Why is Netflix raising its prices?

Over the past decade, Netflix has seen massive growth in both users and revenue (it had 137 million subscribers as of October 2018, compared to around 40 million in October 2013), and has earned a coveted place among tech companies as a “FAANG” stock, along with Facebook, Amazon, and Google.

Over the years, Netflix has implemented price increases in order to keep up with its growing costs, and analysts say that’s the most likely reason that the company will charge more for its services. It spent around $13 billion on content in 2018, up from about $8 billion in 2017.

Here are some other possible reasons Netflix is raising its prices:

  • The company is carrying a lot of debt.
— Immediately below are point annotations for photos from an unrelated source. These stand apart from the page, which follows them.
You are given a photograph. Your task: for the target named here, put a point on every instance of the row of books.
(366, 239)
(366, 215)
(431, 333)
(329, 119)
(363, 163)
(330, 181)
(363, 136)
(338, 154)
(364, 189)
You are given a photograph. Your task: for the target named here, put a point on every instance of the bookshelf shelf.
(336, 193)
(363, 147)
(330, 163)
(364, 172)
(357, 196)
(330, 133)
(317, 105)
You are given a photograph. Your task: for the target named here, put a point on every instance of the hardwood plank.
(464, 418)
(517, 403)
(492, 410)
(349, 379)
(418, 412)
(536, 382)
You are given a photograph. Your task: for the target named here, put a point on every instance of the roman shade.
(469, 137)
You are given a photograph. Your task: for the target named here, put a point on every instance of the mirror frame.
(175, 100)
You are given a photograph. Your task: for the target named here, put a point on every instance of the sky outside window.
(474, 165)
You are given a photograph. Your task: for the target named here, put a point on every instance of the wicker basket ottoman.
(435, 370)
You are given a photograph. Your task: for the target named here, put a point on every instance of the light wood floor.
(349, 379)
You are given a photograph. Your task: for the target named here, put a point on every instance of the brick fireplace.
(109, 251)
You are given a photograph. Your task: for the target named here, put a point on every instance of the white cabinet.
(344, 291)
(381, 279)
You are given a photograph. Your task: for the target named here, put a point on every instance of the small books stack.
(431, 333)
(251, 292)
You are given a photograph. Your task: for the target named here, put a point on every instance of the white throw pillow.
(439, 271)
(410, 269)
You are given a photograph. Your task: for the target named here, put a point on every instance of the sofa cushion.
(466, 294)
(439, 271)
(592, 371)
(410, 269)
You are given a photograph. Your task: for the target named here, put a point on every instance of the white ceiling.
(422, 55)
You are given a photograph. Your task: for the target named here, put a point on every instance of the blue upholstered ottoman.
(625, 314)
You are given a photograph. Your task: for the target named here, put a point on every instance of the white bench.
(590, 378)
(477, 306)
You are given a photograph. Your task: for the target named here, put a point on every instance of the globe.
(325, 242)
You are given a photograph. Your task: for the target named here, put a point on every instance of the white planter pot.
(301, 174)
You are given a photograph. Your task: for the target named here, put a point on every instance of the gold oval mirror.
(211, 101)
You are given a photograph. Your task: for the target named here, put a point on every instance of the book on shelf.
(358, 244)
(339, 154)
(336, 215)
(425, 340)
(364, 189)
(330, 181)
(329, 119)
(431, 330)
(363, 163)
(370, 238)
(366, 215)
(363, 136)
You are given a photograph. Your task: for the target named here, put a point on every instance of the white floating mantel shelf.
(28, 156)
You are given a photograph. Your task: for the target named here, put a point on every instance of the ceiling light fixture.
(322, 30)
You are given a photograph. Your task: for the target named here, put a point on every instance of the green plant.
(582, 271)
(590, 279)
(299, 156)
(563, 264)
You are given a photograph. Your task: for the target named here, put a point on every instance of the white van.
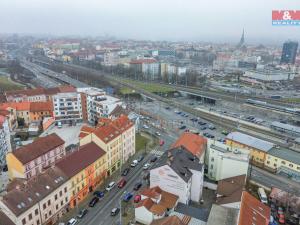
(262, 195)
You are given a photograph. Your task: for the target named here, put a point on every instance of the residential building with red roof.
(155, 204)
(85, 168)
(194, 143)
(253, 211)
(116, 137)
(30, 160)
(39, 200)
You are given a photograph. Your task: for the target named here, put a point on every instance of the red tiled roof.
(19, 106)
(41, 106)
(107, 133)
(27, 92)
(170, 220)
(39, 147)
(4, 220)
(192, 142)
(81, 159)
(143, 61)
(252, 211)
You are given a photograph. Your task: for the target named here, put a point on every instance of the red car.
(137, 199)
(281, 218)
(122, 183)
(161, 142)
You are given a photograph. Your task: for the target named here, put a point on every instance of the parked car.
(94, 201)
(110, 186)
(72, 221)
(82, 213)
(146, 166)
(153, 159)
(125, 172)
(114, 211)
(134, 163)
(122, 183)
(127, 197)
(137, 186)
(99, 194)
(137, 199)
(161, 142)
(140, 158)
(146, 176)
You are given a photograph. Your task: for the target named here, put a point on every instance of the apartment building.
(36, 95)
(115, 137)
(29, 111)
(179, 172)
(96, 104)
(222, 161)
(194, 143)
(39, 200)
(85, 169)
(67, 107)
(5, 145)
(30, 160)
(258, 148)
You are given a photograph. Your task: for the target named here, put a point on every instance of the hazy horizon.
(177, 20)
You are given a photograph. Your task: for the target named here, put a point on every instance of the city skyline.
(189, 21)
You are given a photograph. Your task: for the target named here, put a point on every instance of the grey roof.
(251, 141)
(181, 161)
(197, 213)
(286, 127)
(222, 215)
(286, 154)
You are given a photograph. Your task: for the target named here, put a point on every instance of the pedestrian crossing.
(157, 152)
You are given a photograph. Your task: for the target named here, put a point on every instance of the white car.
(110, 186)
(72, 221)
(134, 163)
(145, 126)
(146, 166)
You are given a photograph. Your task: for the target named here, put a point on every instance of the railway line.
(231, 124)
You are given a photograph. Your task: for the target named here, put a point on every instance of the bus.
(262, 195)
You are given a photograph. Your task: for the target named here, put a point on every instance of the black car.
(137, 186)
(140, 158)
(125, 172)
(93, 202)
(82, 213)
(153, 159)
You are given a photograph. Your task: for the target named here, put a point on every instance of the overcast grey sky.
(204, 20)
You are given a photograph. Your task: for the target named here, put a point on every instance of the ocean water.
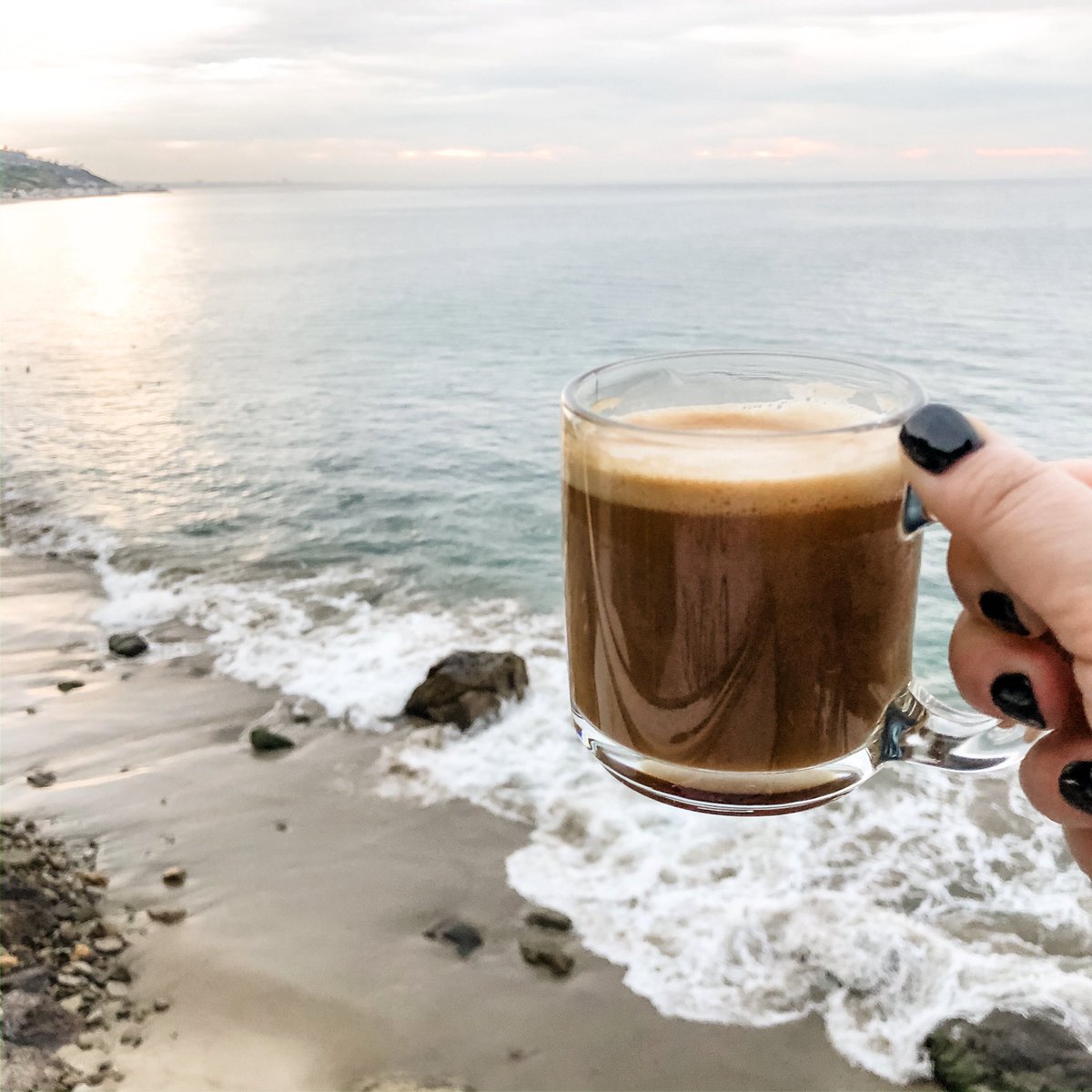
(322, 424)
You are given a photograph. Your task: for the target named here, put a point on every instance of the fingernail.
(937, 437)
(1076, 785)
(1014, 696)
(915, 516)
(1002, 612)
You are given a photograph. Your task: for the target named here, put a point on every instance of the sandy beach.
(301, 964)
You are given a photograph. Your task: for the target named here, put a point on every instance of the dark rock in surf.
(543, 918)
(126, 644)
(464, 937)
(262, 740)
(1008, 1053)
(469, 687)
(547, 954)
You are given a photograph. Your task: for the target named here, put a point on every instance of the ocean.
(322, 424)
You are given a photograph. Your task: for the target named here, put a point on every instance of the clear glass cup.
(742, 557)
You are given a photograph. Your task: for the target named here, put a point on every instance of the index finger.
(1031, 521)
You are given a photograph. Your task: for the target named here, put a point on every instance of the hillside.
(25, 177)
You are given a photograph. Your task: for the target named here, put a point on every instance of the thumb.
(1031, 521)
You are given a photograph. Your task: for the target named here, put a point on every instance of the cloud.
(785, 147)
(555, 90)
(1031, 153)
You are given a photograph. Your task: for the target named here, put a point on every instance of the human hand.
(1020, 561)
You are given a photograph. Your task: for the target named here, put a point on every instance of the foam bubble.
(737, 460)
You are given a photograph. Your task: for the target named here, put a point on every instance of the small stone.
(547, 954)
(126, 644)
(549, 920)
(262, 740)
(87, 1064)
(167, 915)
(465, 937)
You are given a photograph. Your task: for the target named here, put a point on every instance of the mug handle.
(921, 729)
(918, 727)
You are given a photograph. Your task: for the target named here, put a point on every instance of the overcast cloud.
(551, 91)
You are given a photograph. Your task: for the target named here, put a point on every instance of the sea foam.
(918, 898)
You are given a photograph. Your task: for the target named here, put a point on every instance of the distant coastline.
(25, 178)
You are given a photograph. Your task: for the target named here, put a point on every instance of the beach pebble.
(126, 644)
(167, 915)
(263, 740)
(120, 973)
(549, 920)
(1008, 1051)
(462, 935)
(86, 1063)
(547, 954)
(36, 1020)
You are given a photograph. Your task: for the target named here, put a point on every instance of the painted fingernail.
(915, 516)
(1014, 696)
(937, 437)
(1002, 612)
(1076, 785)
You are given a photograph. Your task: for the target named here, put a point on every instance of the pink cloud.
(784, 147)
(1030, 153)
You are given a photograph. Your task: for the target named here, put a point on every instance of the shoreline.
(301, 964)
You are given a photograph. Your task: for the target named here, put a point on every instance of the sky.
(540, 92)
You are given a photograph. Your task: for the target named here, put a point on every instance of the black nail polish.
(915, 516)
(1076, 785)
(1014, 696)
(937, 437)
(1002, 612)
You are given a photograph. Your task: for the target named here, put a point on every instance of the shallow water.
(322, 424)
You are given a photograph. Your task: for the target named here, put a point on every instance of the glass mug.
(742, 556)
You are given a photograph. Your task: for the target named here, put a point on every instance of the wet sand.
(301, 964)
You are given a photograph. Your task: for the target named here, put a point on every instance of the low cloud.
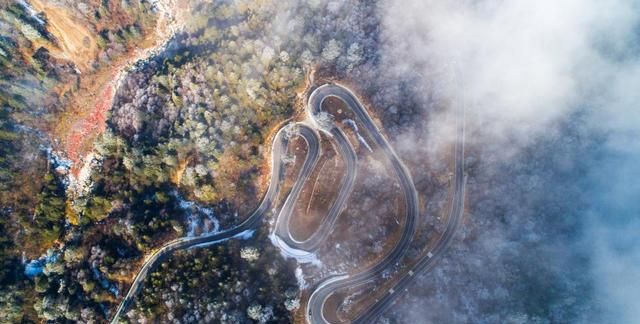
(532, 70)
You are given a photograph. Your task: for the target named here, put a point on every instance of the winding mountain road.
(321, 120)
(279, 149)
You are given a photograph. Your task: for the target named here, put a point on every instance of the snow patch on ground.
(300, 256)
(200, 220)
(300, 277)
(244, 235)
(354, 126)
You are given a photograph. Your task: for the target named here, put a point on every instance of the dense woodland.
(188, 123)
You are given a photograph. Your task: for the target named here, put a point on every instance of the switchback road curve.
(317, 300)
(428, 261)
(279, 148)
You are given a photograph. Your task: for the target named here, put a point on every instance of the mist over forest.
(177, 102)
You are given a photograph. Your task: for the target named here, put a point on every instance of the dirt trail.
(75, 41)
(85, 116)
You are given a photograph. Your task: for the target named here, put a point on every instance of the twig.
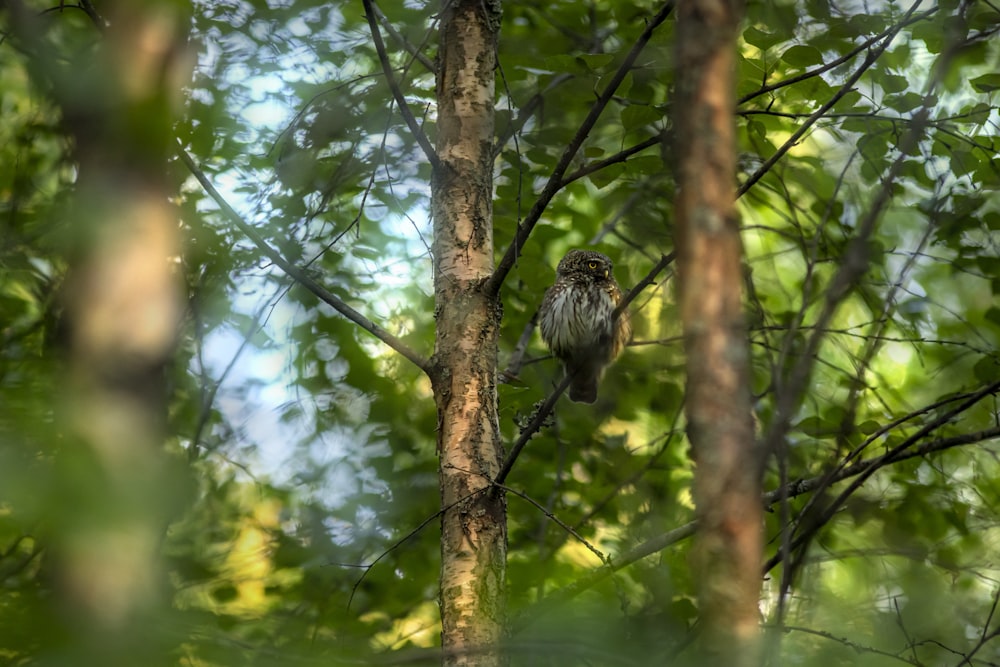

Although Netflix is profitable, it has nearly $14 billion in debt, following a $2 billion bond offering in October 2018, according to the New York Times.
  • Content is expensive. Netflix pays high licensing fees for content, and is pushing for more original productions and programming, which isn’t cheap. (Think “House of Cards” and “Stranger Things.”)
  • Competition is coming. Netflix is already fighting off streaming competitors such as Hulu, Amazon, and HBO Now. Disney also announced a streaming platform that is expected to launch this year (and will subsequently pull its content from Netflix), as are Comcast, and even Apple.